The 8.9% statistic roughly tallies with the Australian Wine Research Institute’s findings at its regular Advanced Wine Assessment courses, according to the AWRI’s Peter Godden.
“We don’t see a significant fall in the incidence of TCA, but we don’t see the humdingers we used to either, and you’d suspect that with the TCA removal methods they are using now, more corks are around the low levels. But the incidence hasn’t dropped. Even if, hypothetically speaking, it had dropped from 8% down to 6%, 6% is still far too high,” says Godden.
“The incidence of TCA has been 6 to 8% consistently in our Advanced Wine Assessment courses for years.” He added that the old theory that Australia saw more TCA in imported wines because of shipping across the equator, could now be revealed as a nonsense. “We see no significant difference between wines from Australia, France and Italy.”
Dr Tony Jordan, who founded Domaine Chandon Australia and is now winemaking adviser to the Moet Hennessy Wine Division, and who’s had a lot to do with cork and its alternatives, also has not noticed any decrease in TCA cork taint. He says the reason Australia’s Domaine Chandon moved to crown seals and Diam corks for its sparkling wines was that “We were so desperate with the cork problem. I’d like to move all our sparkling wines to crown seals, they are the best, but you can’t be a shag on a rock. Unless a big brand supports (crown seals) you won’t see the mass acceptance that happened with screwcaps.”

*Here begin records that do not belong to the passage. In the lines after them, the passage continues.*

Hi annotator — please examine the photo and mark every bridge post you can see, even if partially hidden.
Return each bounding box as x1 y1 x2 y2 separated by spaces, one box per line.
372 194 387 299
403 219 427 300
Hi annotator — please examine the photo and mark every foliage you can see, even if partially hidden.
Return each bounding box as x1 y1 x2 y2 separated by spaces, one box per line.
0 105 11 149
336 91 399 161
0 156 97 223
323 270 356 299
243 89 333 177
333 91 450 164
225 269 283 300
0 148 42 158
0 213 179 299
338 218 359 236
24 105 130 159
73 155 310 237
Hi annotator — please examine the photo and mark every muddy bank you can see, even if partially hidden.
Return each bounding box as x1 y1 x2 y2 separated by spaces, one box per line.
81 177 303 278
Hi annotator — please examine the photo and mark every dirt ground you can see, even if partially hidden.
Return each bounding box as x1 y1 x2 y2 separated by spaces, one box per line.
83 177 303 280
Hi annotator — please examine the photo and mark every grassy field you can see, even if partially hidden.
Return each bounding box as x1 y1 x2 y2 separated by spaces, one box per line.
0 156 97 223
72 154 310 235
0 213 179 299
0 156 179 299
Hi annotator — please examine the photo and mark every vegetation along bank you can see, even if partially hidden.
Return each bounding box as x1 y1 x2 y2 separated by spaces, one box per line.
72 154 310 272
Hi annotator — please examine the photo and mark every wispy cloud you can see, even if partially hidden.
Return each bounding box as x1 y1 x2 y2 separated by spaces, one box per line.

Today, Chandon uses screwcaps on all still wines, crown seals on its Zero Dosage sparklings and Diam (a composite cork specially treated to eradicate TCA) on all other sparkling. Moet & Chandon in France still uses natural cork.
His response to the report in the Amorim newsletter? “It’s insulting to any technician in the industry, and also to the consumers, who are being lied to.” But he does acknowledge that Amorim and other cork producers have been working on the problem and are ‘getting their act together’. “They have probably dropped cork taint, but it is still a big issue. We still see significant levels of TCA. I’m not saying they’re as high as they used to be. But why should we have it at all?”
* Dr Butzke is a professor of enology at Indiana’s Purdue University and president-elect of the American Society of Enology and Viticulture. He was quoted in the May-June 2009 edition of “Vineyard & Winery Management”, saying that after reviewing the thousands of international and US wines submitted to the Indy International Wine Competition, he believed cork had achieved a performance rate exceeding 99 per cent (whatever that means!).